12 September, 2015
Saaru or RasamPosted in : Accompaniments, Appetizer, Daal or Lentils, Karnataka Cuisine, Soup, Starter, Tomatoes, Toor Daal on by : ArchanaPotdar Tags: Accompaniments, Appetizers-Starters, Blogging Marathon, Diabetic Friendly, Festive, Rasam, Saaru, Toor Dal
Saaru is made for Festive occasions as festive food is heavy and Saar something that you can sip on.
Also called rasam it is something that’s my girls love and I avoid as the dal used in this is very little. But when you have a cold this is a soothing drink and food. Comfort food.
To make this Saaru I use the masala that I make at home. I have another saaru masala that I got from the cook at Dharwad my home town but I have not blogged it as yet. Will get down to it pronto… which means I have to search for the elusive scrap of paper.
Saaru or Rasam
Saaru or Rasam is made generally on a festive occasion!

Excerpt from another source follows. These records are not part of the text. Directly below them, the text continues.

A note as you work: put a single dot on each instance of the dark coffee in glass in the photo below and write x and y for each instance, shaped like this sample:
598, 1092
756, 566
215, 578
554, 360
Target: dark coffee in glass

- Preparation time: 5 minutes
- Cook time: 25 minutes
- Serves: 8
- ¼ cup Toor Dal
- 1 tomato, medium sized
- ½ teaspoon haldi/turmeric
- 1 tablespoon oil or homemade ghee
- ½ teaspoon mustard
- 1/4 teaspoon haldi/turmeric
- 1/4 teaspoon hing/asafoetida
- 1 spring of curry leaves
- 1 small lemon sized ball of tamarind soaked in 1/2 cup water
- 1tablespoon saar masala or saar in pudi
- 1 pea sized ball of jaggery (optional)
- Salt to taste
- 2-3 dried red chilli
- Rinse the dal and tomato. Pressure cook for 3 whistles then let the steam come down naturally.
- Mash the tomato and set aside.
- In a pan heat the ghee or oil that are you using.
- Splutter the mustard, add the red chillies, curry leaves.
- Add the haldi, hing, and the dal in the pan.
- Extract the tamarind mashed in the water.
- Add the saar powder, jaggery, salt and 1-2 cups water.
- Boil till you get a delicious aroma.